Según Greenpeace, durante ese período, 37 empresas estadounidenses importaron 10 171 metros cúbicos de lapacho, lo cual convierte a EE. UU. en el principal destino de este tipo de madera. Entre los principales compradores se encuentran las siguientes empresas: Thompson Mahogany Company, de Pennsylvania, con 1797 metros cúbicos; International Lumber Imports IC, de Florida, con 1318 metros cúbicos; y UFP International LLC, de Georgia, con 834 metros cúbicos.

Junto a Europa, EE. UU. recibe el 97 % del lapacho exportado de Brasil. En el período 2016/2017, once países europeos adquirieron 9775 metros cúbicos, entre los que se encuentran Francia (3002 metros cúbicos), Portugal (1862 metros cúbicos), Bélgica (1754 metros cúbicos) y Holanda (1549 metros cúbicos). El resto de las exportaciones se dirige sobre todo a Japón, Canadá, Israel, China, Argentina e India.

Por lo general, todos esos países y empresas consideran que los cargamentos de lapacho son legales, al igual que la documentación que los acompaña. “Las empresas, que se niegan a adoptar medidas de mitigación de riesgos para evitar contaminar sus cadenas de custodia, confían en los documentos oficiales, que no garantizan ni el origen ni la legalidad de la madera que adquieren”, informa Greenpeace.

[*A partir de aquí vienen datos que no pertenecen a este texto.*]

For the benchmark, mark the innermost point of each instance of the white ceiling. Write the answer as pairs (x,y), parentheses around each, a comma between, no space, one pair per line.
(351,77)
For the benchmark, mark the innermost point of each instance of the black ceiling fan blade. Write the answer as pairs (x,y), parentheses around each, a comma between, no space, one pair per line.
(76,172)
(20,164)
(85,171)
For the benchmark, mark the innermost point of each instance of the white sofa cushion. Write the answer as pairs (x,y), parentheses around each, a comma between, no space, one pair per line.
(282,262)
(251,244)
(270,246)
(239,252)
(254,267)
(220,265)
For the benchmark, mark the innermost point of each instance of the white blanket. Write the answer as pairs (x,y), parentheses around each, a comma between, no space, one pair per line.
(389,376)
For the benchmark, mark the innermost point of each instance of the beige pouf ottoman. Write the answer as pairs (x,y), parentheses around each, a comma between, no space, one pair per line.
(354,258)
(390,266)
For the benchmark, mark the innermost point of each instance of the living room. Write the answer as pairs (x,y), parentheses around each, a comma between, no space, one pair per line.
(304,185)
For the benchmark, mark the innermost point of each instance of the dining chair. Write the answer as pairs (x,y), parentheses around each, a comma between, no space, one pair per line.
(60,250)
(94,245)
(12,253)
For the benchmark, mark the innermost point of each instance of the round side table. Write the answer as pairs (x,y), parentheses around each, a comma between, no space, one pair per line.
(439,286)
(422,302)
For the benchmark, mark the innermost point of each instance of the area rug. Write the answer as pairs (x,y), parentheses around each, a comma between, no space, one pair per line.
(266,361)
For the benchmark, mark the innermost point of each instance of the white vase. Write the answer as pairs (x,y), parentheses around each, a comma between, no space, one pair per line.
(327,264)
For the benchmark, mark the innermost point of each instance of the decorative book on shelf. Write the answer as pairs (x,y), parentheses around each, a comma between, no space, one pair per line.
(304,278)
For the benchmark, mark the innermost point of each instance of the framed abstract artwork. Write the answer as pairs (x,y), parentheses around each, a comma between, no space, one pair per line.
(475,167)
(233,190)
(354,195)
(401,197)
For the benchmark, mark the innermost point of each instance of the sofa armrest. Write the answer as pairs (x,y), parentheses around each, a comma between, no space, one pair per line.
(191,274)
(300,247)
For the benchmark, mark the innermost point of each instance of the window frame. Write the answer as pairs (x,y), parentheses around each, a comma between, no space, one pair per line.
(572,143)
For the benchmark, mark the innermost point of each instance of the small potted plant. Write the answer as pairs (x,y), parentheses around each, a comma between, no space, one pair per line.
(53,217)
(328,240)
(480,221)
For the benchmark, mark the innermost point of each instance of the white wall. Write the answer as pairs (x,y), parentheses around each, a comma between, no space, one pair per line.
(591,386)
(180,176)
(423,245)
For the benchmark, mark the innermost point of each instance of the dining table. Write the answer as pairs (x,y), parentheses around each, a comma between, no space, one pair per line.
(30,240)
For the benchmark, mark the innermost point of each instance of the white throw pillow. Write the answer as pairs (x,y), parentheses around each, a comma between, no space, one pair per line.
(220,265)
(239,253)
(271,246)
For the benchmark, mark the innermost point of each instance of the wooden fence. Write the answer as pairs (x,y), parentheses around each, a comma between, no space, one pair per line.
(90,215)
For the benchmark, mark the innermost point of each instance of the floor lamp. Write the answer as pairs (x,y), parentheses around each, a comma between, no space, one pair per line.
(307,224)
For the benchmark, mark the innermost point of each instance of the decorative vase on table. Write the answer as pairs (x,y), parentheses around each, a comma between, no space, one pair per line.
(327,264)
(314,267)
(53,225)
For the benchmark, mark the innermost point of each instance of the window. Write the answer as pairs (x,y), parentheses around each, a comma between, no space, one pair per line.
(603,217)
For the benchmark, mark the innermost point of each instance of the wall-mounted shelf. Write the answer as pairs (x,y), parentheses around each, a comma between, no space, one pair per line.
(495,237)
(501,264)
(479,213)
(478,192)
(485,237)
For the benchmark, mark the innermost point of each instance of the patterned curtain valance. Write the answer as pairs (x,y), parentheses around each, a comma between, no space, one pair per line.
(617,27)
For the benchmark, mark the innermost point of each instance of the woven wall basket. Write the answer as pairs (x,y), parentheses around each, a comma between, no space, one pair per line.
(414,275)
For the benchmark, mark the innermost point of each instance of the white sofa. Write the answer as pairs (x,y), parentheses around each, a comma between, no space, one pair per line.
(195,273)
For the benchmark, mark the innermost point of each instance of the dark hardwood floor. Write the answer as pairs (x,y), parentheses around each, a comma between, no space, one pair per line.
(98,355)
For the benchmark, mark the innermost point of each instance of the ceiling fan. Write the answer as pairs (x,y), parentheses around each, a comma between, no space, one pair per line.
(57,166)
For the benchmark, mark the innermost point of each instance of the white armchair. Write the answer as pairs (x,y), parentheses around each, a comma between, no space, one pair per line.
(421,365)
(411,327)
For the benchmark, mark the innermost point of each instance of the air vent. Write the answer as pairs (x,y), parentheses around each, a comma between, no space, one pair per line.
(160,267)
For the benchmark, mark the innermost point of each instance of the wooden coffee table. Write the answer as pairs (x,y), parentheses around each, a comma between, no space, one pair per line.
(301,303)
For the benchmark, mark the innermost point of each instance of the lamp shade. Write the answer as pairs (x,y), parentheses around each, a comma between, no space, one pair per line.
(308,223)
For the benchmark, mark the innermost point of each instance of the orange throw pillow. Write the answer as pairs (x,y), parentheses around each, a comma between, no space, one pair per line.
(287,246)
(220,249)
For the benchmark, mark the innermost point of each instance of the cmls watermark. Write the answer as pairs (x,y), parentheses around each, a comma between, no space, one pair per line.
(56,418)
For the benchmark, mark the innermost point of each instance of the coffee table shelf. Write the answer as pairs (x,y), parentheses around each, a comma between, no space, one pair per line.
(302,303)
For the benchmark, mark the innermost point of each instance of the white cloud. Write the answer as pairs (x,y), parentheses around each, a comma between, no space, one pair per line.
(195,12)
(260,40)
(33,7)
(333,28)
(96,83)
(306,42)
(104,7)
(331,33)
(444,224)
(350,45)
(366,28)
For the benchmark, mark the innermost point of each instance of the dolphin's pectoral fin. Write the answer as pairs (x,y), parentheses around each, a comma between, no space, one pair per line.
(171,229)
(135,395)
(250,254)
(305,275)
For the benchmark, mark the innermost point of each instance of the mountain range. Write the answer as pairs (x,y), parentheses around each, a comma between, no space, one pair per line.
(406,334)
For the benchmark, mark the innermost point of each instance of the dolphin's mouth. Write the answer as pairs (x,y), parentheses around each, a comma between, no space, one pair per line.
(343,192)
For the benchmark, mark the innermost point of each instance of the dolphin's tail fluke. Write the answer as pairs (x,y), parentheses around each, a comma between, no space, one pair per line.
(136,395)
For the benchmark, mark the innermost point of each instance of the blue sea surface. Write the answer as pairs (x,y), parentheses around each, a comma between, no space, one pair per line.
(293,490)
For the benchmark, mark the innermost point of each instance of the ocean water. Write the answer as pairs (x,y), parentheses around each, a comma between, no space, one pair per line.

Lacerda, consultor forestal de Precious Woods, una empresa maderera suiza certificada, afirma que muchas empresas de importación y exportación están al tanto de que compran madera ilegal, y también saben que al hacerlo ahorran dinero: “La producción [ilegal] no paga impuestos ni se hace responsable de los costos de un plan de gestión forestal adecuado, por lo que resulta entre 30 % y 40 % más económica. Nuestra empresa, por ejemplo, no puede competir con la madera ilegal que se comercializa en el mercado brasileño. El problema es que la madera certificada es poco conocida, inclusive entre los consumidores finales de países ricos”, concluye. “Mientras [los consumidores] sigan sin saber qué están comprando y no se opongan, la situación seguirá siendo exactamente la misma”.